Four key drivers behind the shift to Accounts Payable and Accounts Receivable Automation
A growing number of businesses are choosing to automate their accounts payable (AP) and accounts receivable (AR) processes. Key factors driving this shift include:
- Ongoing economic uncertainty: CFOs look for robust tools to support good decision-making in unpredictable markets, making automation a strategic priority.
- Focus on cashflow and cash availability: In complex economic conditions, cashflow and cash reserves are critical. Automation provides accurate, timely data for forecasting and preparing for a variety of circumstances and outcomes.
- Catalyst for internal digital transformation: Automating the Office of the CFO accelerates internal digitalization, thereby generating more efficient financial processes. This also creates a domino effect, resulting in digital projects for both purchasers and vendors.
- Evolving global e-invoicing regulations: With global e-invoicing standards evolving, automation helps companies reduce operational complexity by moving away from paper-based, manual processes.
Top benefits of automating Accounts Payable and Accounts Receivable
Automating AP and AR processes offers several major benefits for financial operations:
- Enhanced invoice data capture: Automation improves data capture for both structured and unstructured invoices, reducing errors, increasing accuracy and significantly decreasing the burden on the team.
- Streamlined invoice reconciliation: By automating reconciliation, companies can eliminate manual tasks and speed up invoice processing.
- Valuable financial insights: Automation provides real-time financial insights, aiding in decision-making and strategic planning.
Connecting Accounts Payable and Accounts Receivable processes further optimizes financial operations. The SaaS model, with its scalability, up-to-dateness, and seamless integration with other systems (ERPs, CRMs, etc.) and departments (Purchasing, Sales, etc.), emerges as the ideal choice for maximizing these automation benefits.
How AI is transforming business processes
Integrating various AI technologies, like machine learning, predictive and generative AI, into business operations, is quickly becoming a necessity to keep up with what is happening on the market. AI capabilities are gradually replacing RPA, which, along with natural language processing, has been widely used for tasks like invoice data capture up until now. The more advanced technologies enable a higher degree of precision analytics and reporting, optimized predictions, improved cash management, and a reduction in fraud exposure and errors such as duplicate payments. Furthermore, AI-supported task prioritization strengthens relationships between customers and suppliers, helping businesses operate more efficiently.
To achieve the best results using these new technologies, it is essential to ensure seamless connectivity between internal applications and external resources, like credit agencies. This integration facilitates informed decision-making and enhances the user experience by providing teams with better data and accurate forecasts.
Making automation a strategic priority in finance and digital transformation
All in all, automating AP and AR processes improves efficiency and allows for the mitigation of risks, including fraud and non-compliance.

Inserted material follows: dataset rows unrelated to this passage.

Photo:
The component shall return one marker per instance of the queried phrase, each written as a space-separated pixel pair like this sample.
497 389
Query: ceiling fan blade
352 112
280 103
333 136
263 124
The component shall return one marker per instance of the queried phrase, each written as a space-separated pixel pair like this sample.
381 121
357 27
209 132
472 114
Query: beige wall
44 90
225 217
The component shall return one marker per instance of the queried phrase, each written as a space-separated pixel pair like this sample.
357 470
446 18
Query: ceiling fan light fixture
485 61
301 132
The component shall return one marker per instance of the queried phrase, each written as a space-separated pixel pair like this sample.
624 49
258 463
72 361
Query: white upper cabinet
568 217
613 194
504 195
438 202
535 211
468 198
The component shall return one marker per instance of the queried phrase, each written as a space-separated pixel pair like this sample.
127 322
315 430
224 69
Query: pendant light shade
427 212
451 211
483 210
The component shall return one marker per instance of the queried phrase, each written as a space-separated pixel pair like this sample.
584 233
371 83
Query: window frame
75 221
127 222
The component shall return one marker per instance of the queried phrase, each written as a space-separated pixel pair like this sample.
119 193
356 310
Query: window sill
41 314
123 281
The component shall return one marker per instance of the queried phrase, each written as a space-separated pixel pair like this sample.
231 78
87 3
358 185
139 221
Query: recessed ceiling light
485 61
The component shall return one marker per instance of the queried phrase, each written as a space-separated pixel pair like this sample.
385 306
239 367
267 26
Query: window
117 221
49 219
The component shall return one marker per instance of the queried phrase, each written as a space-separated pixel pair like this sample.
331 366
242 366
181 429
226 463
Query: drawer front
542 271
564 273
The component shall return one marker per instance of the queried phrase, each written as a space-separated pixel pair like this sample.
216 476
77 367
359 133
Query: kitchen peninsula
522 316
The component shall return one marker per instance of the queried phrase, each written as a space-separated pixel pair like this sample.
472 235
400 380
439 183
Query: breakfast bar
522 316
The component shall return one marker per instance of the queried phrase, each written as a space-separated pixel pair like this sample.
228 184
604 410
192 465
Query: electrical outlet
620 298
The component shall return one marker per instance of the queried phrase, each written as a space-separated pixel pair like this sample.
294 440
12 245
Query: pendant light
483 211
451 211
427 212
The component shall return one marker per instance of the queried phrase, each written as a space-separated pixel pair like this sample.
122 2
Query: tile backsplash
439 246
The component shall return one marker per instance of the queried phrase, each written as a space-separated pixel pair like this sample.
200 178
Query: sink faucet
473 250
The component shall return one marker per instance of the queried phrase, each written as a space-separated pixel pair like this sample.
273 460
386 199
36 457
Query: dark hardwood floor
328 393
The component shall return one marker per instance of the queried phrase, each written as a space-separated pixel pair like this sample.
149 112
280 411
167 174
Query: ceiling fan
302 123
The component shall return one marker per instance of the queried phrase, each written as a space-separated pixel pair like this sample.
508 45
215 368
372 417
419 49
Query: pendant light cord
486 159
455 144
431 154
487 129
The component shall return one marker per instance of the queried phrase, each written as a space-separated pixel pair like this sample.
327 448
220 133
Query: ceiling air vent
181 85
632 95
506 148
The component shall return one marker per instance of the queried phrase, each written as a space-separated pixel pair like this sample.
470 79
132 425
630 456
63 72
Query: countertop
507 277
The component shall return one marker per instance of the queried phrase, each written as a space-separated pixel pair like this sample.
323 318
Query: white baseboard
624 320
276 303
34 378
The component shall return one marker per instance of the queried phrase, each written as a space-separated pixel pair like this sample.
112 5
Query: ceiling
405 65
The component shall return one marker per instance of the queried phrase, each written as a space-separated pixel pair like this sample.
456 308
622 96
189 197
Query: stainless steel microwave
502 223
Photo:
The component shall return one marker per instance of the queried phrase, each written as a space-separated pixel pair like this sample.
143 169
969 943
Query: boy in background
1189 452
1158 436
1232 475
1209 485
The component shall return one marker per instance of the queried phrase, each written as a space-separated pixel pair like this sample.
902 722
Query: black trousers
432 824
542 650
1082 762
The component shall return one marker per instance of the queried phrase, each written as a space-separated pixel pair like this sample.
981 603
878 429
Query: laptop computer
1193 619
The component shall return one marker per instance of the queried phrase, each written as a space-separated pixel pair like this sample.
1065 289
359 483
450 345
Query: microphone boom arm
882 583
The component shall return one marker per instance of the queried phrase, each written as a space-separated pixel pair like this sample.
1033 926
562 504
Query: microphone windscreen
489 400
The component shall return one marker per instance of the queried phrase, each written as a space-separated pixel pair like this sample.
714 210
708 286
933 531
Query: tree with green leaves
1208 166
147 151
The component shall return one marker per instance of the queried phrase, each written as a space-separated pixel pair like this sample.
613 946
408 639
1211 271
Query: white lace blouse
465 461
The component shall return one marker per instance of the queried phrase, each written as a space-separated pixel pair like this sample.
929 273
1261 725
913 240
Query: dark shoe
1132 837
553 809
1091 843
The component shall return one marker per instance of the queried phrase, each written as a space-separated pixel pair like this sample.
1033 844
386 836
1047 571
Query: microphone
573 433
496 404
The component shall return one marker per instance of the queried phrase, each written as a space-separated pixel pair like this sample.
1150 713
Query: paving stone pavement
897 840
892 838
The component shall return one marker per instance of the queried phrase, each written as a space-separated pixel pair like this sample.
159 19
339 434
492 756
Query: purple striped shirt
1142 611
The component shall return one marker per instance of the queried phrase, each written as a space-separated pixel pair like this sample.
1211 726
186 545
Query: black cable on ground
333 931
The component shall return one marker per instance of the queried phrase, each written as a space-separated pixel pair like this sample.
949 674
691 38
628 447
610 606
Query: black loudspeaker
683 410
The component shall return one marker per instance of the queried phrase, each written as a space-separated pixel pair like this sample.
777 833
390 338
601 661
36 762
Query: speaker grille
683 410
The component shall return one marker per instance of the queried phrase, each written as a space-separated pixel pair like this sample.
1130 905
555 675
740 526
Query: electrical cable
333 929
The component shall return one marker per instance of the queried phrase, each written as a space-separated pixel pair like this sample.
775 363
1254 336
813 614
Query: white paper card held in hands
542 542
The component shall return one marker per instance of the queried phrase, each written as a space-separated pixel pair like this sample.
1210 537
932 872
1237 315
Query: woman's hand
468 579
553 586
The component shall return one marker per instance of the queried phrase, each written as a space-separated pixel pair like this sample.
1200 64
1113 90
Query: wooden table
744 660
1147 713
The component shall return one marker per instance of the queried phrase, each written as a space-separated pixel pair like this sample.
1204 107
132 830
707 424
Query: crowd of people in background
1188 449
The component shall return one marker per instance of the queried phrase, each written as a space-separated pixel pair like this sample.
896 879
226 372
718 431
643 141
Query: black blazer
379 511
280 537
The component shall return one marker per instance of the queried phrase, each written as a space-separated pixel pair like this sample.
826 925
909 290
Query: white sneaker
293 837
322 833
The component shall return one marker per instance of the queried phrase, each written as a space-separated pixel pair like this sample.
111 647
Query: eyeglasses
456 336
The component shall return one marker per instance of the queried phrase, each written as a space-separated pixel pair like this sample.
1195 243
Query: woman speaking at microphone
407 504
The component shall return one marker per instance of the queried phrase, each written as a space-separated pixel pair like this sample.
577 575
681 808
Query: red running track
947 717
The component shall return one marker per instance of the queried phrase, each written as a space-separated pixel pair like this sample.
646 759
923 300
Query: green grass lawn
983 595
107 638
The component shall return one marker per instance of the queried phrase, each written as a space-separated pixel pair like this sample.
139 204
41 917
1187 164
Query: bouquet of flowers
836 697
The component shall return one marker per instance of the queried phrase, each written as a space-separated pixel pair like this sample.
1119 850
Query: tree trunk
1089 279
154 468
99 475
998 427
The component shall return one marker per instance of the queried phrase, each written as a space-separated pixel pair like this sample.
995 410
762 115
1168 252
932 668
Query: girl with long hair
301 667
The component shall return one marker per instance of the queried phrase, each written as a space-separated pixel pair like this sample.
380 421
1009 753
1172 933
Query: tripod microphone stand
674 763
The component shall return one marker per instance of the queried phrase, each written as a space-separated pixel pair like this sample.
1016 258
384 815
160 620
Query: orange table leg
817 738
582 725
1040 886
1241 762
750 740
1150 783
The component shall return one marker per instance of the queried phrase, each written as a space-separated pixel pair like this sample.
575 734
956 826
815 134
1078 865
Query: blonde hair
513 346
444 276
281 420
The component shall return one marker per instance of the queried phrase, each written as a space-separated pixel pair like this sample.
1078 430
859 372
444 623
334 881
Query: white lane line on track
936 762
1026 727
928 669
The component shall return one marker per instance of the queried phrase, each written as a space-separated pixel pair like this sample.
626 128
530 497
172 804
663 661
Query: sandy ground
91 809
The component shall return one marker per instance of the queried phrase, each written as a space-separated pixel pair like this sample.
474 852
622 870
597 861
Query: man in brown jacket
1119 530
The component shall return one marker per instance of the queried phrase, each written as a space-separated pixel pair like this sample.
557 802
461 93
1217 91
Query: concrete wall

Relationships are strengthened, both internally between departments and externally, with suppliers and customers.
Three concluding takeaways for businesses considering automation as part of their financial and digital transformation strategy include the:
- Strategic prioritization of automation: Focusing on finance process automation and digital transformation initiatives will pay off immensely, not only reducing costs but generating new revenue by providing a better customer experience while simultaneously improving both the purchasing and supplier experiences
- Selection of the right solution provider: Choosing a solution provider with the optimal blend of process optimization, streamlined workflows and advanced AI capabilities is essential to maximize your investment.
- Embracing a cross-functional approach: A successful automation initiative involves collaboration beyond the Office of the CFO. Teams such as Procurement, Compliance, and IT play integral roles in ensuring the full benefits of automation are realized.